There are a lot of clichés in today’s country music, whenever songs are love-at-the-first-sight-fairy-tales, Southern-pride-patriotic tunes, or simple-life-in-small-town-USA with a girl and God at both sides,… you know the music. But this world could not be further from that of John Henry Olthoff’s new album ‘Selfish Portraits’, produced by Frank Schiazza, who is also featured on lead guitar, bass, keyboards, and backing vocals.
With a quite traditional alt-country music style, the contrast between the upbeat bright arrangements and the self-deprecating lyrics is at its best with the opener, ‘Hard to know’, a song which has a little bit of Warren Zevon going on.

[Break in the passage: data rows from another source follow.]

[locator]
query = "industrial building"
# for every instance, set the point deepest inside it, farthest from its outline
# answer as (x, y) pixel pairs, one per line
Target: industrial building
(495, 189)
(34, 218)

All along the 15-song album, Olthoff is the storyteller, painting this series of lonesome scenes drown in misery, this collection of tragicomedies about lost lovers with upbeat tempos, vocal harmonies, and saloon-ey piano, or melancholic chords and pedal steel guitar (Glenn Spivack), or even some boastful Tom Petty and the Heartbreakers-ish rhythm like in ‘No other kind’.
His idea of a love song is one where the main character seems to scream to the girl ‘Don’t Walk Away,.. Run’, and a line like this could sum up the tone of his album, full of these lively vignettes about disastrous relationships, sung with a powerful nasal tone, and a mixed bag of humor and sadness.
Going from melancholic to desperate to amused, from one heartache to another tough times, dark humor runs all over the album, as if Olthoff thought it was the only way to survive the miserable life of loneliness and broken relationships depicted: ‘I remember when you said you’d never leave me/And I hoped that you were lying’ he sings in ‘Don’t walk Away’, or ‘Billy broke his hand beating up his ex-girlfriend/She’d broken his heart, so he figured that made them even’, in ‘Weekend in jail’, and you just have to laugh when he says ‘Because making love with you was better than killing myself/But not much else’, in ‘Not Much Else’.
Life is harsh and pitiless, and mercy is nowhere to be found, not even in the sky, ‘Hurt like learning that your mother never loved you/Hurt like figuring out there’s no one in the sky above you’, he realizes in ‘It Hurt’, and there’s even a pissed-off-mocking song about a powerless God, ‘Can Your God Do That’, bright as a happy country tune despite its nihilistic nature,… we have never been closer to absurd country in redneck territory.